Every rule has an exception, and for the moment at least, two investor-owned hospital chains are proving that hospital systems can run HMOs.
As hospitals around the country are selling money-losing HMOs (See story, below), Vanguard Health Systems is jumping into the Medicaid HMO fray in Arizona in the hope of feeding patients to its hospitals in the Phoenix area.
Earlier this month, Nashville-based Vanguard got the go-ahead to acquire Phoenix Health Plan, a 43,572-enrollee Medicaid HMO, as part of its $39 million purchase of not-for-profit PMH Health Resources in Phoenix. The deal, expected to close May 1, received approval from U.S. Bankruptcy Court in Phoenix. In addition to the health plan, PMH includes 195-bed Phoenix Memorial Health System.

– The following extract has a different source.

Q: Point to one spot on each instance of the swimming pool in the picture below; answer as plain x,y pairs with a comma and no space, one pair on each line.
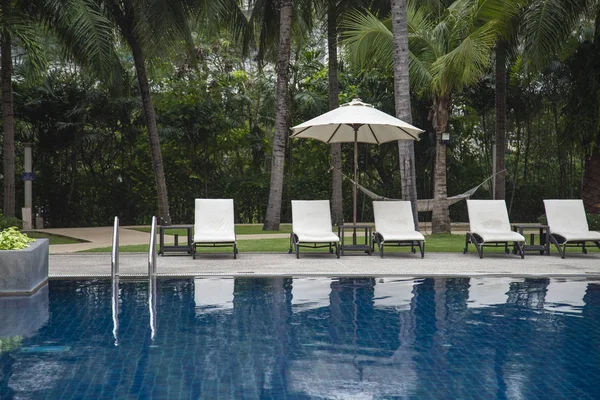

With the acquisition, Vanguard would join Iasis Healthcare Corp., Franklin, Tenn., as the only other major investor-owned hospital chain to operate a Medicaid HMO. Iasis' HMO, called Health Choice, is also a Medicaid managed-care plan and has about 42,273 enrollees in Arizona, according to state figures. The 15-hospital chain inherited the plan from Tenet Healthcare Corp., Santa Barbara, Calif., when it bought Tenet's Arizona hospitals.
Both plans are profitable, according to the Arizona Health Care Cost Containment System, which monitors Medicaid health plans in the state.
Keith Pitts, executive vice president of Vanguard, said operating a Medicaid HMO is probably not a business strategy Vanguard would like to replicate in its other markets.
"There are very few exceptions," he said. "This would be one of them."
Other for-profit hospital chains have either not entered or have exited the managed-care business in recent years.
"We just have never been in the health plan business," said Patricia Ball, spokeswoman for Triad Hospitals, Dallas. "That's not our core business."
HCA-The Healthcare Co. spokesman Jeffrey Prescott said the nation's largest hospital chain doesn't own any HMOs. Harry Anderson, spokesman for Tenet, said the only reason Tenet operated the Arizona managed-care plan was because it inherited it from OrNda HealthCorp when it bought that company in January 1997. "That's never been our line of business," he said.
Universal Health Services operates PPOs in Nevada and Louisiana in partnerships with some of its physicians, but it doesn't operate any HMOs or Medicaid managed-care plans.
But in Arizona, it may make more sense now than before to operate a Medicaid HMO. Last November, voters approved a ballot initiative, called Proposition 204, that earmarked the state's $3 billion in proceeds from the national tobacco settlement for expanding the state's Medicaid managed-care program to those earning 100% of the federal poverty limit, where previously only those earning up to 34% were covered. Pitts said that could mean an additional 180,000 enrollees statewide in the next year or two.
Arizona has the oldest Medicaid managed-care program in the country, dating to 1982. Vanguard already owns three hospitals in or around Phoenix, and they serve a high percentage of Medicaid-eligible and uninsured patients, Pitts said, which factors into the desirability of owning a Medicaid managed-care plan.
"With the kinds of markets we serve it makes a whole lot of sense for us to have a related or affiliated health plan," he said.
Though it is not a high-margin business, PMH's Medicaid HMO has been slightly profitable, Pitts said. According to figures provided by the AHCCCS, Phoenix Health Plan reported a profit of $3.1 million on total revenue of $106.5 million for the fiscal year ended Sept. 30, 2000.
In fact, its historical profitability got its parent, PMH, into trouble. Frank Lopez, spokesman for AHCCCS, said the state agency last year limited the HMO's enrollment when it discovered the health plan had been lending money to the money-losing hospital. PMH Health Resources filed for Chapter 11 bankruptcy protection on Feb. 1.
Whether there is room in the Phoenix Medicaid HMO market for both the Iasis and Vanguard plans remains to be seen. Iasis spokeswoman Eve Hutcherson declined to discuss Iasis' future plans for its HMO or the relevance of the managed-care business to Iasis' overall business strategy.
According to the AHCCCS, though, the plan reported a profit of $1.9 million on total revenue of $88.7 million for the fiscal year ended Sept. 30, 2000. Iasis also disclosed in a February prospectus filed with the Securities and Exchange Commission that the plan accounted for 11% of Iasis' total net revenue for fiscal 2000. Coincidentally, some of Vanguard's top executives, including Pitts and Charles Martin Jr., the company's chairman, president and chief executive officer, were executives at OrNda when it owned the HMO that now belongs to Iasis.